On Thursday, the Michigan Supreme Court heard arguments in a case that will decide if all communities can restrict the use of medical marijuana. In 2008, Michigan voters approved the Michigan Medical Marijuana Act, but the city of Wyoming created a strict ordinance restricting the application of the law within its jurisdiction.
The ACLU of Michigan has challenged the ordinance.
While the city of Wyoming has packaged the restrictive ordinance as a zoning ordinance, the court asked Wyoming City Attorney Jack Sluiter, whether the results of the zoning ordinance was any different from that of a ban.
Sluiter told the media, “We are not trying to ban medical marijuana use by citizens, we are attempting to regulate the cultivation of the growing, distribution, of marijuana in the city of Wyoming.”

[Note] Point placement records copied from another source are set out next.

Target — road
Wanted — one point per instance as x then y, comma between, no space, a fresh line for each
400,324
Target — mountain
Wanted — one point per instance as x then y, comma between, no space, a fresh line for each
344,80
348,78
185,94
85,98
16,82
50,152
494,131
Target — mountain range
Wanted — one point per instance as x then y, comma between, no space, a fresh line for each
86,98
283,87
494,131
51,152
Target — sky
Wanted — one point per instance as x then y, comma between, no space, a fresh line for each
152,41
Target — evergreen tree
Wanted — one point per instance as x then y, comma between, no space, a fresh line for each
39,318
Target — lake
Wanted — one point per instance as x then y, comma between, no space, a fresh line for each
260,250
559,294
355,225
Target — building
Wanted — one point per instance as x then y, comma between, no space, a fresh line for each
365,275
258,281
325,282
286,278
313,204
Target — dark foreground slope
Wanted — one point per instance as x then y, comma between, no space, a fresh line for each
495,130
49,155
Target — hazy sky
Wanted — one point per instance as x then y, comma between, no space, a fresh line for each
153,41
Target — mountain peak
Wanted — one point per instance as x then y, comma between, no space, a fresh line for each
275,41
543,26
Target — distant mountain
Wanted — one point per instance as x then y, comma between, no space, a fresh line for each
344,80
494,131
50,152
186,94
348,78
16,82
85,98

Presenting a new and innovative take on the issue, Sluiter portrayed a veritable slew of harms arising from the use of medical marijuana.
The Wyoming city attorney emphasized, “we’ve had break-ins, home invasions, theft involving medical marijuana …”
Highlighting another serious consequence of medical marijuana Sluiter said, “We’ve had fires involving medical marijuana because people are using grow lights and other things that are catching electrical systems and properties.”
However, the ACLU Michigan attorney Daniel Korobkin said, “They’re trying to nullify the Medical Marijuana Act within their city, and if they succeed there will be lots of cities that will try to do that but that’s for the same reason the people of Michigan had to go to the polls.”
However, Korobkin admitted that the court was clear that state and local authorities and state authorities have the power to take measures for safeguarding risks to public.
What remains to be seen is whether the city of Wyoming is successful in establishing that use of medical marijuana constitutes a public risk and to which extent.